President Cyril Ramaphosa has hinted that he is looking into reshuffling his Cabinet following the recent deadly unrest that engulfed parts of Gauteng and KwaZulu-Natal.
There have been growing calls from several quarters of society – including opposition parties – for Ramaphosa to fire some of his ministers after contradictory messages from security cluster ministers about the civil unrest.
Speaking on the sidelines of his visit to Rabasotho Community Centre in Tembisa, Ramaphosa said the issue around reshuffling Cabinet was receiving attention.
Ramaphosa said: “The issue of reconfiguring Cabinet is an ongoing consideration by any president. You look at how do you deploy the people who you’re working with and how you place those people to execute various tasks.

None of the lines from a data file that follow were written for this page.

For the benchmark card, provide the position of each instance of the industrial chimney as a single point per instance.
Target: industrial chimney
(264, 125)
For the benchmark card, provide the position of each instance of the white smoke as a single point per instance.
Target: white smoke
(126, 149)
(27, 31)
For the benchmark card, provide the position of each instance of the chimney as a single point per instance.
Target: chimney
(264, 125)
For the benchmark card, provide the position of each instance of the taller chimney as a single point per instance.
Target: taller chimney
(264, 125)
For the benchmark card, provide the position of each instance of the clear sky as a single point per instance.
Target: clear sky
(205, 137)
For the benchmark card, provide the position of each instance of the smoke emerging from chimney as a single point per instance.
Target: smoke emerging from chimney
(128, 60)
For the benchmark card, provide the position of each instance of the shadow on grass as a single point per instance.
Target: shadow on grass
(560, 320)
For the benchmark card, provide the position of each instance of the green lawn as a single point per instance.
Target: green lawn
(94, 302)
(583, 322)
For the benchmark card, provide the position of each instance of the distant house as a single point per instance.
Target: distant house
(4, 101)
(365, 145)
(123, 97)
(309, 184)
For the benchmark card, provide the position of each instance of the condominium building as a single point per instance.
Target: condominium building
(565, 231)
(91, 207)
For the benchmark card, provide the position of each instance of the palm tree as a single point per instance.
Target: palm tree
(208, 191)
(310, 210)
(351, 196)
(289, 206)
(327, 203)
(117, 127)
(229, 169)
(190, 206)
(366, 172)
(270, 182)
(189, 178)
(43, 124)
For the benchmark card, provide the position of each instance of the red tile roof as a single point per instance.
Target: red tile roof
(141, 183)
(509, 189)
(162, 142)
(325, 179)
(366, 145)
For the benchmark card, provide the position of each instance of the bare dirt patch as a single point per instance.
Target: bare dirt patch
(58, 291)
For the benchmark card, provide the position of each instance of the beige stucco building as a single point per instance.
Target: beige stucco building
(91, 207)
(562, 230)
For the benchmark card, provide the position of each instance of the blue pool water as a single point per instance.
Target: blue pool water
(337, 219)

“So it is an ongoing process of evaluation and all that. It’s not something that we would say ‘it’s a process that is outlandish’. We continue to look at it.”
The president was in the area to monitor the roll-out of government’s Covid-19 vaccination programme.
Pressed further by journalists to clarify his stance on the Cabinet reshuffle, Ramaphosa insisted that evaluating the performance of his executive team was an ongoing process.
“As I said, the process of people who are deployed to work with any leader even in a Cabinet situation, it’s a process that you evaluate. It’s best to leave it there and it’s a process one does, as one evaluates everything and everyone that you work with.”
Ramaphosa has previously admitted that the “failed insurrection”, that claimed the lives of more than 300 people and caused economic damage running into billions, could have been handled better by his government.
State Security Minister Ayanda Dlodlo and Police Minister Bheki Cele have recently been publicly at odds over whether the South African Police Service was provided with intelligence reports that could preempt the violence.
Dlodlo insisted that the police had the information, but Cele has disputed this.
To add to this, Defence Minister Nosiviwe Mapisa-Nqakula contradicted Ramaphosa’s characterisation of the unrest as an attempted insurrection before a parliamentary committee. But the minister later backtracked on the issue.
The unrest followed the incarceration of former president Jacob Zuma for being in contempt of the Constitutional Court. Zuma is serving a 15-month jail sentence at the Estcourt Correctional Centre in KZN.
Digital Vibes tender scandal
Ramaphosa was also asked about the Special Investigating Unit’s (SIU’s) report into the controversial R150 million contract awarded to Digital Vibes by the national Department of Health.
The report reportedly implicates suspended Health Minister Zweli Mkhize, who allegedly pressured senior officials in his department to appoint the company run by his close associates.
It has been almost a month since the president received the document, but he said he was still studying it and appealed to be given space.
“I have received the SIU report [and] there is still some finalisation of certain aspects which we are going to get to.
“So, I’m looking at it and I’m studying it. Allow me the time and the space to look at that,” he said.